Regarding Salsbury with unvarnished disgust, the general said, “You should have foreseen this development with Edison. You should have known about this library, this hobby of his.”
“How in the hell could I foresee any of it?” Salsbury asked. His face was flushed. His myopic eyes seemed to bulge even more than usual behind his thick glasses.
“If you had done your duty—”
“Duty,” Salsbury said scornfully. Half of his anger was generated by his fear; but it was important that neither Dawson nor Klinger see that. “This isn’t the stinking military, Ernst. This isn’t the army. I’m not one of your oh-so-humble enlisted men!”
Klinger turned away from him, went to the window, and said, “Maybe we’d all be better off if you were.”
Willing the general to look at him, aware that he was at a disadvantage so long as Klinger felt safe enough to turn his back, Salsbury said, “Christ! No matter how careful I’d been—”

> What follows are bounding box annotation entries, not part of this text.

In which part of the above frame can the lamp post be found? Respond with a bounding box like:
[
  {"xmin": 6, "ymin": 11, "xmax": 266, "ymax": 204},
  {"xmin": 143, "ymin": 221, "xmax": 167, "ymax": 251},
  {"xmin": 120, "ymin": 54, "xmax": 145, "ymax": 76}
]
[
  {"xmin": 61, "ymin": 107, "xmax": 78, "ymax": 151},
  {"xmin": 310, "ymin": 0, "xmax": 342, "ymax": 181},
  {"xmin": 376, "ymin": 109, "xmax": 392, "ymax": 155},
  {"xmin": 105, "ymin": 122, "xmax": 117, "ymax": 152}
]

“That’s enough,” Dawson said. He spoke softly but with such command that Salsbury stopped talking and the general looked away from the window. “We haven’t time for arguments and accusations. We’ve got to find those four people. ”
“They can’t have gotten out of town through the east end of the valley,” Salsbury said. “I know I’ve got that sealed tight.”
“You thought you had this house sealed up tight too,” Klinger said. “But they slipped past you.”
“Let’s not judge too harshly, Ernst,” Dawson said. He smiled in a fatherly, Christian fashion and nodded at Salsbury. But there was only hatred and loathing in his black eyes. “I agree with Ogden. His precautions at the east end are certainly adequate. Although we might consider tripling the number of men along the river and in the woods now that night has fallen. And I believe Ogden’s also covered the logging roads well enough.”
“Then there are two possibilities,” Klinger said, deciding to play the military strategist. “One—they might still be in town, hiding somewhere, waiting for a chance to get past the roadblock or the men guarding the river. Or two—maybe they’re going to walk out through the mountains. We know from Thorp that the Annendales are experienced campers and hikers.”
Bob Thorp was standing by the door, as if he were an honor guard. He said, “That’s true.”
“I don’t see it,” Salsbury said. “I mean, they have an eleven-year-old girl with them. She’ll slow them down. They’ll need
days
to reach help that way.”
“That little girl has spent a big part of the last seven summers in these forests,” the general said. “She might not be as much of a drag on them as you think. Besides, if we don’t locate them, they’ll do the same damage whether they reach help tonight or not until the middle of next week.”
Dawson thought about that. Then: “If they’re trying to walk out through the mountains, sixty miles round-about to Bexford, how far do you think they’ve gotten by now?”
“Three, maybe three and a half miles,” Klinger said.
“No farther than that?”
“I doubt it,” Klinger said. “They’d have to be damned careful leaving town if they didn’t want to be seen. They’d move slowly, a few yards at a time for the first mile. In the forest they’d need a while to really hit their stride. And even if the little girl is at home in the woods, she’d slow them down a bit. ”
“Three and a half miles,” Dawson said thoughtfully. “Wouldn’t that put them somewhere between the Big Union mill and the planned forests?”